The door unlatched after three painfully silent seconds and the relentless gaze of Tom Riddle peered at Dumbledore, taking in the man's garb in an instant. "Are you a quack? Some sort of doctor sent to check me?"

Dumbledore shook his head. He ran a hand down his beard, something he only did when he was nervous. Tom opened the door to give entrance.

Dumbledore entered with trepidation.

Chapter Three

Max Hastings was a fat boy, right from the start. His alcoholic father was big boned, and his mother was on the heavy side though you wouldn't know with the horrendous purple dresses she wore.
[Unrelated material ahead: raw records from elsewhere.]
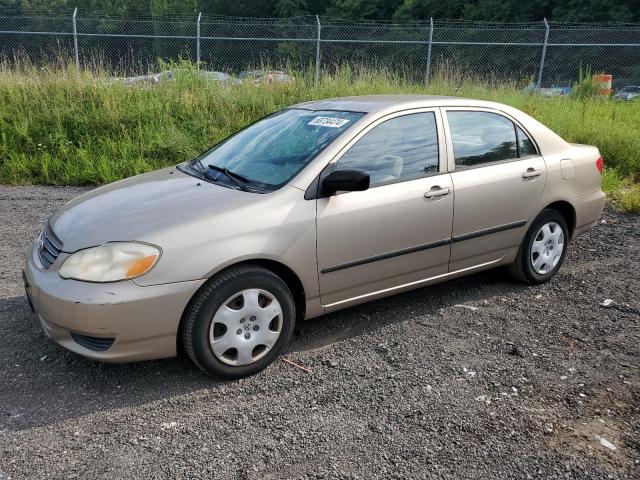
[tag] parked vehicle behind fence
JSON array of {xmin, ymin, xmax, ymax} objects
[{"xmin": 24, "ymin": 95, "xmax": 605, "ymax": 378}]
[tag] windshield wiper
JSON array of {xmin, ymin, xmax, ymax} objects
[{"xmin": 207, "ymin": 165, "xmax": 251, "ymax": 192}]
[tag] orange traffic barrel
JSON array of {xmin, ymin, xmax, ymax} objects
[{"xmin": 593, "ymin": 73, "xmax": 613, "ymax": 97}]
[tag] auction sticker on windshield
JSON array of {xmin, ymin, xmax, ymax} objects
[{"xmin": 309, "ymin": 117, "xmax": 349, "ymax": 128}]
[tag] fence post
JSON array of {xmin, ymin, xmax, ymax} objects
[
  {"xmin": 315, "ymin": 15, "xmax": 322, "ymax": 85},
  {"xmin": 196, "ymin": 12, "xmax": 202, "ymax": 71},
  {"xmin": 425, "ymin": 17, "xmax": 433, "ymax": 85},
  {"xmin": 537, "ymin": 18, "xmax": 549, "ymax": 90},
  {"xmin": 71, "ymin": 7, "xmax": 80, "ymax": 72}
]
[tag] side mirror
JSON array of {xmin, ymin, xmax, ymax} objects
[{"xmin": 322, "ymin": 170, "xmax": 370, "ymax": 195}]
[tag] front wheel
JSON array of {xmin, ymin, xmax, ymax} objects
[
  {"xmin": 509, "ymin": 209, "xmax": 569, "ymax": 284},
  {"xmin": 182, "ymin": 265, "xmax": 295, "ymax": 378}
]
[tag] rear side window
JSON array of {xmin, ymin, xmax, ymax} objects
[
  {"xmin": 336, "ymin": 112, "xmax": 438, "ymax": 186},
  {"xmin": 447, "ymin": 111, "xmax": 520, "ymax": 167}
]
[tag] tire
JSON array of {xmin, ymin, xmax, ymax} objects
[
  {"xmin": 508, "ymin": 208, "xmax": 569, "ymax": 285},
  {"xmin": 181, "ymin": 265, "xmax": 296, "ymax": 379}
]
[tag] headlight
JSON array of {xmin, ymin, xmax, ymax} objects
[{"xmin": 59, "ymin": 242, "xmax": 160, "ymax": 282}]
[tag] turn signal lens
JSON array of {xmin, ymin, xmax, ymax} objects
[
  {"xmin": 127, "ymin": 255, "xmax": 158, "ymax": 277},
  {"xmin": 59, "ymin": 242, "xmax": 160, "ymax": 282}
]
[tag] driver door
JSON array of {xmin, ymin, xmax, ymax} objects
[{"xmin": 316, "ymin": 109, "xmax": 453, "ymax": 309}]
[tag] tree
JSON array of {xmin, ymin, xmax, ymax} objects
[{"xmin": 327, "ymin": 0, "xmax": 402, "ymax": 20}]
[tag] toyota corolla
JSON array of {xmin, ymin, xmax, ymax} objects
[{"xmin": 24, "ymin": 96, "xmax": 605, "ymax": 378}]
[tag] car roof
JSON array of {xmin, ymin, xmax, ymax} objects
[{"xmin": 291, "ymin": 95, "xmax": 508, "ymax": 113}]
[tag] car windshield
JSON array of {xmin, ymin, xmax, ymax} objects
[{"xmin": 191, "ymin": 108, "xmax": 364, "ymax": 191}]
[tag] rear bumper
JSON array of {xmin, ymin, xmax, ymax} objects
[
  {"xmin": 572, "ymin": 190, "xmax": 607, "ymax": 238},
  {"xmin": 24, "ymin": 246, "xmax": 204, "ymax": 362}
]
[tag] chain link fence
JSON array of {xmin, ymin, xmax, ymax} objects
[{"xmin": 0, "ymin": 9, "xmax": 640, "ymax": 88}]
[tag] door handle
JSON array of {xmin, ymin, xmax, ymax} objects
[
  {"xmin": 424, "ymin": 185, "xmax": 451, "ymax": 198},
  {"xmin": 522, "ymin": 168, "xmax": 542, "ymax": 178}
]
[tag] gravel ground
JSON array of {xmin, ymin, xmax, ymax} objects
[{"xmin": 0, "ymin": 187, "xmax": 640, "ymax": 479}]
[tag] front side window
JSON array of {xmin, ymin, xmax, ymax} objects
[
  {"xmin": 447, "ymin": 111, "xmax": 516, "ymax": 167},
  {"xmin": 336, "ymin": 112, "xmax": 438, "ymax": 186},
  {"xmin": 516, "ymin": 127, "xmax": 538, "ymax": 157},
  {"xmin": 190, "ymin": 108, "xmax": 364, "ymax": 191}
]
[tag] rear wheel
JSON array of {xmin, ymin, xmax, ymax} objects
[
  {"xmin": 182, "ymin": 265, "xmax": 295, "ymax": 378},
  {"xmin": 509, "ymin": 209, "xmax": 569, "ymax": 284}
]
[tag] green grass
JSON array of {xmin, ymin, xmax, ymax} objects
[{"xmin": 0, "ymin": 66, "xmax": 640, "ymax": 211}]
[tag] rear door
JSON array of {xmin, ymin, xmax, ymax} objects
[
  {"xmin": 444, "ymin": 108, "xmax": 547, "ymax": 271},
  {"xmin": 317, "ymin": 109, "xmax": 453, "ymax": 307}
]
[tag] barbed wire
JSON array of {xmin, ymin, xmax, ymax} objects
[{"xmin": 0, "ymin": 9, "xmax": 640, "ymax": 87}]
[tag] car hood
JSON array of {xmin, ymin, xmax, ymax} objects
[{"xmin": 49, "ymin": 167, "xmax": 252, "ymax": 253}]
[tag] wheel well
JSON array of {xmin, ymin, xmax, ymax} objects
[
  {"xmin": 546, "ymin": 201, "xmax": 576, "ymax": 238},
  {"xmin": 176, "ymin": 258, "xmax": 307, "ymax": 356},
  {"xmin": 242, "ymin": 259, "xmax": 307, "ymax": 322}
]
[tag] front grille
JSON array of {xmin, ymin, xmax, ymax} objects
[
  {"xmin": 71, "ymin": 332, "xmax": 115, "ymax": 352},
  {"xmin": 38, "ymin": 225, "xmax": 62, "ymax": 269}
]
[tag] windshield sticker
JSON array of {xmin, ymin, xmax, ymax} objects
[{"xmin": 308, "ymin": 117, "xmax": 349, "ymax": 128}]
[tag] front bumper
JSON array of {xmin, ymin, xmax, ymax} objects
[{"xmin": 24, "ymin": 249, "xmax": 205, "ymax": 362}]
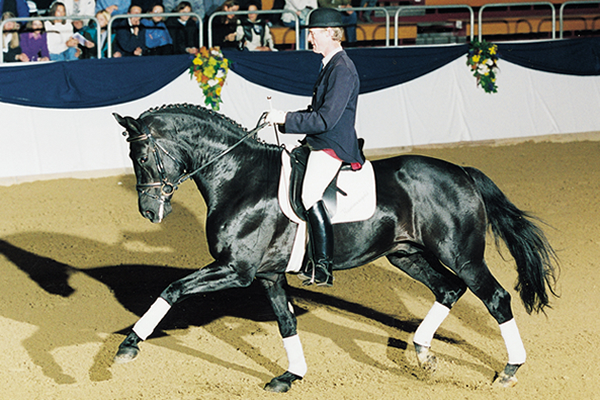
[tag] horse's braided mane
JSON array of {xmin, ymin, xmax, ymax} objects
[
  {"xmin": 139, "ymin": 103, "xmax": 280, "ymax": 152},
  {"xmin": 140, "ymin": 103, "xmax": 247, "ymax": 132}
]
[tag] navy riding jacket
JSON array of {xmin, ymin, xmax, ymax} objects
[{"xmin": 284, "ymin": 50, "xmax": 365, "ymax": 165}]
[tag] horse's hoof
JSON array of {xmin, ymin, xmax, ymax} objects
[
  {"xmin": 265, "ymin": 371, "xmax": 302, "ymax": 393},
  {"xmin": 414, "ymin": 343, "xmax": 437, "ymax": 373},
  {"xmin": 114, "ymin": 332, "xmax": 142, "ymax": 364},
  {"xmin": 493, "ymin": 364, "xmax": 522, "ymax": 388}
]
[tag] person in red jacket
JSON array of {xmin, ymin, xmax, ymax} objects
[{"xmin": 267, "ymin": 8, "xmax": 365, "ymax": 286}]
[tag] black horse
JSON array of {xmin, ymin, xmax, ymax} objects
[{"xmin": 115, "ymin": 105, "xmax": 556, "ymax": 392}]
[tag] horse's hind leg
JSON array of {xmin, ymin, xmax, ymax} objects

They split up in late 1944, when the war got to be too much and they had no money and no place to stay.

Lisa Hastings was pregnant at that time, she stayed in London, refused to move anywhere. She found the affections of a rich aristrocrat named Abraxus Malfoy. They had met at a bar in South London, where all the docks were. She was there because she held a job loading fish from the nets into the wooden boxes meant to be transported to the other coasts... France, portugal, who knows. Perhaps back to England.

She raised Max on her own when he was born. Abraxus helped, sent her money. Max wasn't the Malfoy's son, but Abraxus didn't seem to mind all that much. Max remembered (he was only seven or so) that mom's new boyfriend had stayed for dinner and there was a bit of a commotion down stairs, some yelling.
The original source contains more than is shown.